Explicit transformations override global transformations, and are indicated by a light purple corner on the affected attribute.
Filtering a dataset
You can filter data to create a subset of rows, if required.
-
Click Filter
For more information, see Filtering a dataset.
Renaming a dataset
You can rename a dataset.
-
Click
on a dataset, and then Rename.
Adding columns
You can add columns with row-level transformations, if required.
-
Click Add column
For more information, see Adding columns to a dataset.
Editing a column
You can edit column properties by selecting a column and clicking Edit.
-
Name
-
Key
Set a column to be a primary key. You can also set keys by selecting or deselecting in the Key column.
-
Nullable
-
Data type
Set the data type of the column. For some data types, you can set an additional property, for example, Length.
Removing columns
You can remove one or more columns from a dataset.
-
Select the columns to remove, and click Remove.
If you want to see removed columns, click Show removed columns. Removed columns are indicated with strike-through text. You can retrieve a removed column by selecting it, and clicking Revert.
Reverting explicit changes to columns
You can revert all explicit changes to one or more columns.
-
Select the columns to revert changes to, and click Revert.
Changes from global transformation rules will not be reverted.
If you revert an added column, it will be removed.
Dataset settings
You can change settings for the dataset. The default setting is to inherit the setting of the data asset, but you can also change a setting to be explicitly On or Off.
-
Click
on a dataset, and then Settings.
Validating and adjusting the datasets
You can validate all datasets that are included in the data task.
Expand Validate and adjust to see all validation errors and design changes.
Validating the datasets
-
Click Validate datasets to validate the datasets.

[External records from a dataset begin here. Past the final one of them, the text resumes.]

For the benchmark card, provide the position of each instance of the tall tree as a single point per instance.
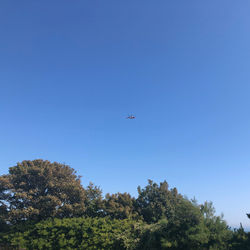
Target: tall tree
(39, 189)
(155, 201)
(120, 206)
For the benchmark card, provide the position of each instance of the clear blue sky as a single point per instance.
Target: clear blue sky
(70, 72)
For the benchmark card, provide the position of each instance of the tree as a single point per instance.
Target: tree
(155, 201)
(77, 233)
(94, 201)
(219, 232)
(39, 189)
(120, 206)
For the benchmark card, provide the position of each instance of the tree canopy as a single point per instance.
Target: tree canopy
(44, 206)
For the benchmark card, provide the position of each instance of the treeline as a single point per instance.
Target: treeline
(44, 206)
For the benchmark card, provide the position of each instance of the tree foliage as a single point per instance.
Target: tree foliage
(44, 206)
(36, 190)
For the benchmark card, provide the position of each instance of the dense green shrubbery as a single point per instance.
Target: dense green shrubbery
(44, 206)
(77, 233)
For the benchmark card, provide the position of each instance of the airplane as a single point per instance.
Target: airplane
(131, 117)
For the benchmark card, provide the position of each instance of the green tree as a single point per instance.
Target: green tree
(38, 189)
(94, 201)
(77, 233)
(155, 201)
(219, 232)
(120, 206)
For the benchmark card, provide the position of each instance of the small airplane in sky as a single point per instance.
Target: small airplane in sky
(131, 117)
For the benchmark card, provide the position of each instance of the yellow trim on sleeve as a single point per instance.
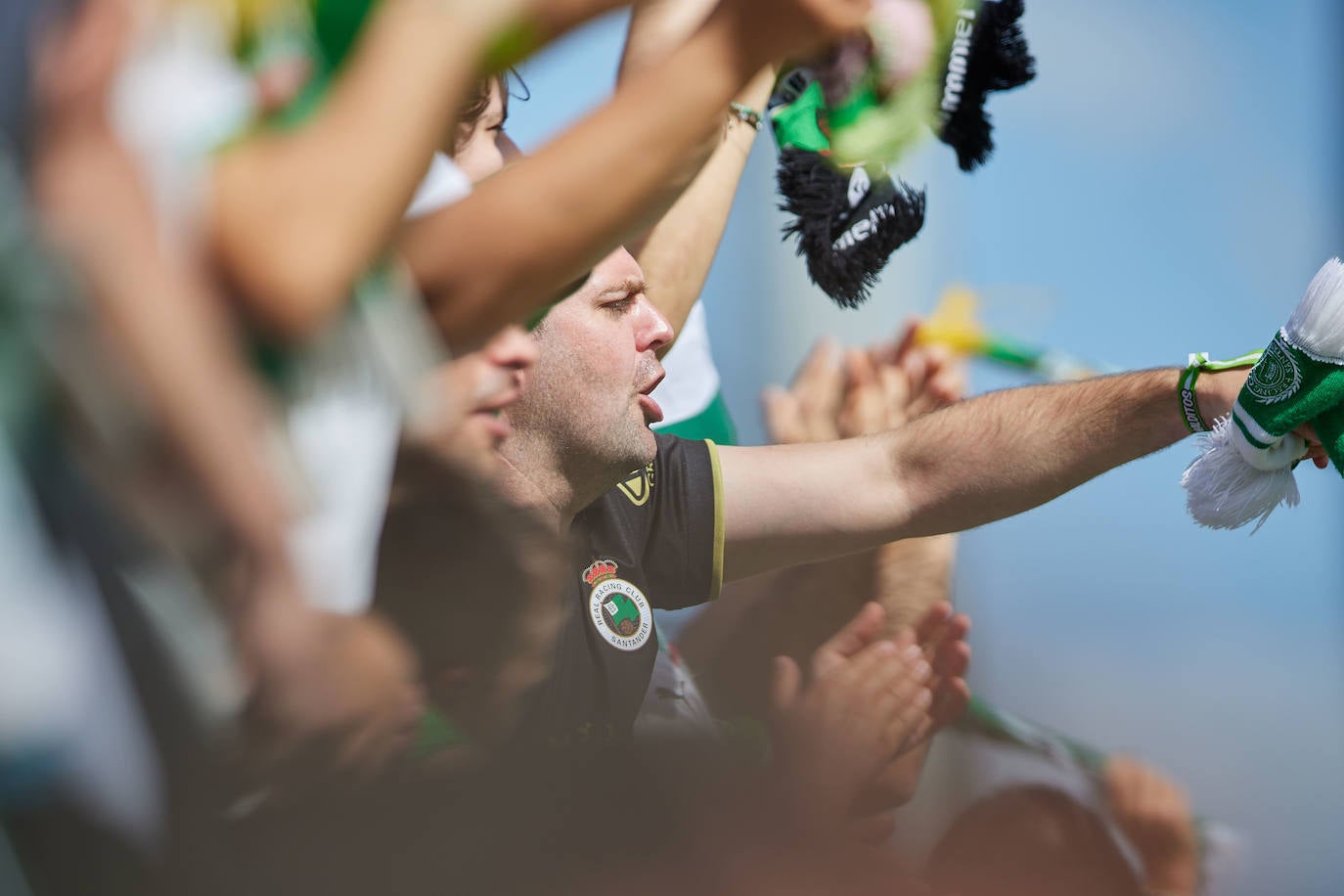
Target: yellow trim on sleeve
(717, 576)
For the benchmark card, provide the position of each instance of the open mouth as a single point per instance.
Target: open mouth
(652, 413)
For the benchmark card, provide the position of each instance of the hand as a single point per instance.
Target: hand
(1218, 391)
(807, 410)
(865, 701)
(1154, 816)
(941, 636)
(923, 379)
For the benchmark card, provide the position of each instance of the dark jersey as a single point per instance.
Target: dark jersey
(656, 540)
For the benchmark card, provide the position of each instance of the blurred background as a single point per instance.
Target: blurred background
(1170, 183)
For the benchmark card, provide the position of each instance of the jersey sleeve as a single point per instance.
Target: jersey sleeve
(683, 555)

Validation includes checking that:
-
All tables have a primary key
-
There are no missing attributes.
-
There are no duplicate table or column names.
You will also get a list of design changes compared to the source:
-
Added tables and columns
-
Dropped tables and columns
-
Renamed tables and columns
-
Changed primary keys and data types
Expand Validate and adjust to see all validation errors and design changes.
-
Fix the validation errors, and then validate the data sets again.
-
Most design changes can be adjusted automatically, except changed primary keys or data types. In this case, you need to sync the datasets.
Preparing the datasets
You can prepare datasets to adjust design changes with no data loss if possible. If there are design changes that cannot be adjusted without data loss, you will get the option to recreate tables from source with data loss.
This requires stopping the task.
-
Click
, then Prepare.
When the datasets are prepared, validate the datasets before restarting the storage task.
Recreating datasets
You can recreate the datasets from the source. When you recreate a dataset, there will be data loss in the data asset. As long as you have the source data, you can reload it from the source.
This requires stopping the task.
-
Click
, then Recreate.
Limitations
-
In Google BigQuery, if you delete or rename a column, this will recreate the table and lead to data loss.